融合移位窗口注意力的光流计算方法
Optical Flow Estimation Method with Shifted Windows Transformer
-
摘要: 针对端到端的光流计算方法容易受限于运动模糊、遮挡和大位移的问题,通过引入注意力机制实现对遮挡像素进行更准确的预测,提出一种融合移位窗口注意力的光流计算方法.首先使用移位窗口注意力对原有的特征图进行特征增强,获取更具全局自相似性的特征,弥补了卷积特征的局部性特点;然后使用移位窗口注意力进行相关体解析,包括2D运动向量解析和光流增量的计算,获得更准确的光流增量;最后引入遮挡图作为位置编码,在计算注意力时考虑更多的像素位置关系.实验结果表明,在Sintel数据集上,端到端的误差达到1.33;在FlyingChairs数据集上,单帧计算时间为69 ms,比全局运动聚合方法减少4.2%,超过了常见光流计算方法的精度和效率.Abstract: A fusion optical flow estimation method combining shifted windows Transformer(SWin) and convolution is proposed to address the problems of motion blur, occlusion and large displacement, which leads to more accurate results on occluded areas.
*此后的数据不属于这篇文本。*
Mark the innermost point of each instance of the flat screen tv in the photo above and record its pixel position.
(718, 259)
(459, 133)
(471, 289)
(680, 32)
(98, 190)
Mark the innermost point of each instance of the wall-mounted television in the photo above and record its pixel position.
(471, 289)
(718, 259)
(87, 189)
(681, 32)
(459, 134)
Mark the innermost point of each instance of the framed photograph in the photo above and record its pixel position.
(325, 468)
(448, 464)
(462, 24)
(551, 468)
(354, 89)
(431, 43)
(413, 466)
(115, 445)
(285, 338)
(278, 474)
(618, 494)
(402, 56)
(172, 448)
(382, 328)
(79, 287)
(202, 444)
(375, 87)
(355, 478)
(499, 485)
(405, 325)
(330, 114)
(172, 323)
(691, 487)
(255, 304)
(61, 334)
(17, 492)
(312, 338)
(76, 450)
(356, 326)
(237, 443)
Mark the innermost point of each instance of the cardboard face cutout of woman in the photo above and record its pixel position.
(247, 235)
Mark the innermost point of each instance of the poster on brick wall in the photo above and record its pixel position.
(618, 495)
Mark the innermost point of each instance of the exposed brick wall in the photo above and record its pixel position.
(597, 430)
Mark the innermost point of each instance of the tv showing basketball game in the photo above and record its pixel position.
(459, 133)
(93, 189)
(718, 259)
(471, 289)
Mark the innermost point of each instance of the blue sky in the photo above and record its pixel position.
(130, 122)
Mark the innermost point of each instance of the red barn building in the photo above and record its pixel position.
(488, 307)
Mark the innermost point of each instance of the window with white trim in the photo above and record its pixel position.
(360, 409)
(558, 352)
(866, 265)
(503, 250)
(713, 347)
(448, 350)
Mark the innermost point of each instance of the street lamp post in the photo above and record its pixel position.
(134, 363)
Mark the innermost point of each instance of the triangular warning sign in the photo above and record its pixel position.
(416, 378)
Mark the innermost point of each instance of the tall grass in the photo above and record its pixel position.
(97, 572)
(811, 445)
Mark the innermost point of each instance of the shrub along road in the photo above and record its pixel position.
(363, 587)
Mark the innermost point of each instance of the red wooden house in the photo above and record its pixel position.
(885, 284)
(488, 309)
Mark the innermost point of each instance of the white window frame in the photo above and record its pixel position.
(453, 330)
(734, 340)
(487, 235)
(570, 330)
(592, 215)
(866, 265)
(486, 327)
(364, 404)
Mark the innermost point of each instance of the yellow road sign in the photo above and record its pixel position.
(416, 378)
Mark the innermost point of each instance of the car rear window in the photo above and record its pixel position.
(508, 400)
Firstly, original feature map is processed by SWin to get the enhanced features which include more self-similarities between pixels and makes up for the local characteristics of convolution features; Then, correlation volume is parsed by SWin to get more accurate flow increment which include 2D motion feature parse and flow increment calculation; Finally, occlusion map is introduced to calculate the position embedding, which brings more pixel relationship to the calculation of attention. End point error on Sintel is 1.33; Average reference time on FlyingChairs is 69ms, 4.2% lower than Global Motion Aggregation, which outperforms common optical flow estimation methods.